Citation: Moses M (2016) Prevalence of Surgical Site Infections in Non-Diabetic Patients Undergoing Major Surgery at St. Francis Hospital Nsambya. J Med Imp Surg 1: 108.

Copyright: © 2016 Moses M. This is an open-access article distributed under the terms of the Creative Commons Attribution License, which permits unrestricted use, distribution, and reproduction in any medium, provided the original author and source are credited.

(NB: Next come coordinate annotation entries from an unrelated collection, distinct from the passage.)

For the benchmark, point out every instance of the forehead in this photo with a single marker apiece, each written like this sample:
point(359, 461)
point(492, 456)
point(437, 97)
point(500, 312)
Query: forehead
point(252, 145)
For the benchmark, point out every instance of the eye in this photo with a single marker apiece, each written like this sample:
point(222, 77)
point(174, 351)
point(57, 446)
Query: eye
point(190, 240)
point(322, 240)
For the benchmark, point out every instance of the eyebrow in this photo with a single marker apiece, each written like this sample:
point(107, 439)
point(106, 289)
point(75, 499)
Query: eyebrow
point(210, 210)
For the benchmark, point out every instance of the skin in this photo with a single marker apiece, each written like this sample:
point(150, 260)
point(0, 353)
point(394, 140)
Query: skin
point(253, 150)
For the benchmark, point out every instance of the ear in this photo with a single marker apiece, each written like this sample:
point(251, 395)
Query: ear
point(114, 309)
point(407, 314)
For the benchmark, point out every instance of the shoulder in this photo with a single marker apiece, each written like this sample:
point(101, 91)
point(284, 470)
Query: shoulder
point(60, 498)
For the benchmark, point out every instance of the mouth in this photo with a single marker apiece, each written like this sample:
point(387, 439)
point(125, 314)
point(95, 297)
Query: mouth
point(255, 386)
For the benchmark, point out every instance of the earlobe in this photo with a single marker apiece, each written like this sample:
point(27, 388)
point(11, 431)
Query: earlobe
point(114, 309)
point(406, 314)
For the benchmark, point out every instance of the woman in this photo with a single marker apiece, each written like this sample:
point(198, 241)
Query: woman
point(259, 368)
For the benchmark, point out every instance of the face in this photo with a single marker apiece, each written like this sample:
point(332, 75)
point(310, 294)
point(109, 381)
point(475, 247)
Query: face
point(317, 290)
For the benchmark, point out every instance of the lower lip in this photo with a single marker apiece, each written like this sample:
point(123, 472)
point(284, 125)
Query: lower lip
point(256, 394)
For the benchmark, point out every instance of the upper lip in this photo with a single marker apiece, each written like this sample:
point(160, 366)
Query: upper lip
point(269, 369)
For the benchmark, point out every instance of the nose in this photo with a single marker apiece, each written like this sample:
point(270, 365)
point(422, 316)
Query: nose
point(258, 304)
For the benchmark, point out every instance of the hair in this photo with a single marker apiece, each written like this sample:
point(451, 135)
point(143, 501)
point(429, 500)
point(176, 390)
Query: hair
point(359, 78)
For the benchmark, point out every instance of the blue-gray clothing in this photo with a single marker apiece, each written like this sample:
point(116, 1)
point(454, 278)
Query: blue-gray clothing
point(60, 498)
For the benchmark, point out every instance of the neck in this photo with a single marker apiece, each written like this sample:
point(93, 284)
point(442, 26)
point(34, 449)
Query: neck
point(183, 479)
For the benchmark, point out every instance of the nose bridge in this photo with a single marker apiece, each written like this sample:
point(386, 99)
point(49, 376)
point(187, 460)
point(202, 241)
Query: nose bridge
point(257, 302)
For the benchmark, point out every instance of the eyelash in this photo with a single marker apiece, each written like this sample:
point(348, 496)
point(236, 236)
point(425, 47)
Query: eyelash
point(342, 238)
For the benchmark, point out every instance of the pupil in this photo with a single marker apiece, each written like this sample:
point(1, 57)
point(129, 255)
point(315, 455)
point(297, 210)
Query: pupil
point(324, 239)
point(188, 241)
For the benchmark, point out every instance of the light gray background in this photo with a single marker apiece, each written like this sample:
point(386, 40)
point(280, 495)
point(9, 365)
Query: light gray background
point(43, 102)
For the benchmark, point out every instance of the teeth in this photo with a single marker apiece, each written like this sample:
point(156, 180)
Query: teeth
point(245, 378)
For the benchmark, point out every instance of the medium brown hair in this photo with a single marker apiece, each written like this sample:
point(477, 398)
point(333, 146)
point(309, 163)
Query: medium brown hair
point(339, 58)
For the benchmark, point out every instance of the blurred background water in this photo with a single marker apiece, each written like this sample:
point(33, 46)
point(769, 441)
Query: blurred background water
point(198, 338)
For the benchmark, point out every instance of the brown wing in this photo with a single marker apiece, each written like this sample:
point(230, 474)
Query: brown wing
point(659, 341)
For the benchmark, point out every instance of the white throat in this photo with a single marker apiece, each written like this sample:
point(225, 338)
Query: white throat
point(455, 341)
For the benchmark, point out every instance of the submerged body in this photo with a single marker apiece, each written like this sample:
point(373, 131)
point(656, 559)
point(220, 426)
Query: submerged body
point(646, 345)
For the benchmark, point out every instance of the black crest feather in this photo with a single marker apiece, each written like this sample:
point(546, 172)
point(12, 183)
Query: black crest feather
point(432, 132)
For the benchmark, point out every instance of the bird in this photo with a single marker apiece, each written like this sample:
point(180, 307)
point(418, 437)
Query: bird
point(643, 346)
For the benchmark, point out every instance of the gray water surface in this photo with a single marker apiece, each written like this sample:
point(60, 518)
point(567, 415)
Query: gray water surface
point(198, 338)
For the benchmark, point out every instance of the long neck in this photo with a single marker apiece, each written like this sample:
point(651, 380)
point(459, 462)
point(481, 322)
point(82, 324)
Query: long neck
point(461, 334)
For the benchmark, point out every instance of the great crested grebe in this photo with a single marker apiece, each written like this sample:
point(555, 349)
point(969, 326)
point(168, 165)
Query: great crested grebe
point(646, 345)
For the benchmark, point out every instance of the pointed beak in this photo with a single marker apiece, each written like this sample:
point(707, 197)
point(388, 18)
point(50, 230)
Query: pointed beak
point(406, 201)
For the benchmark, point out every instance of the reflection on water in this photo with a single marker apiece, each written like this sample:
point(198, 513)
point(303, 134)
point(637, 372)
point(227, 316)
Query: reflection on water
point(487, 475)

Surgical site infection (SSI) is an infection occurring in an incision wound within 30 days of surgery and significantly effects patient recovery and hospital resources. To determine the prevalence of SSI among non-diabetic patients undergoing major surgery at St.Francis hospital Nsambya. This was a Cross-section prospective study, the study was carried out at St. Francis Hospital Nsambya in Kampala. This is one of the tertiary level referral and teaching hospital for MKPG Nkozi University. It has a bed capacity 342 beds. Approval to conduct the study was obtained from the institutional review board prior to commencement of data collection. Of the 140 patients enrolled in the study, male were 90 (64.3%) giving male female ratio 1.8:1. Surgical site infection (SSI) was seen in 40 (28.6%) patients and these were. 3 (2.1%) stitch abscess (sinus), 22 (15.7%) superficial SSIs, 10 (7.1%) deep SSIs, and 5 (3.6) deep space infection. Common bacteria isolated were: Staphylococcus aureus 10 (27.8%) and Escherichia coli 10 (27.8%). SSI was significantly associated with; co-morbidities (P-value=0.05), history of smoking (P-value=0.008), type of procedure done (P-value=0.03), ASA (P-value=0.001), type of surgery (P-value=0.012), use of drain (P-value=0.011), increased WCC (P-value=0.001), Neutrophilia (P-value=0.001), Hypoalbuminemia (P-value=0.001), BG levels at various intervals; preoperative at induction, post-operative at 12 hous, 24 hours, and 48 hours (P-value=0.007), (P-value=0.002), (P-value=0.005), (P-value=0.007) respectively, significantly were associated with SSI. Considering the relatively higher rate of SSI in this study, especially in non-diabetic patient undergoing major surgery. Surgical wound contamination potential, patients clinical conditions (ASA), type of surgical procedure, Leukocytosis, hypoalbuminemia and postoperative BG at 24 hours were variables statistically associated with SSI and behaved as risk factors on binary and multivariate logistic regression analysis. When the administration of prophylactic antibiotics is required, should be given at induction of an aesthesia is recommended.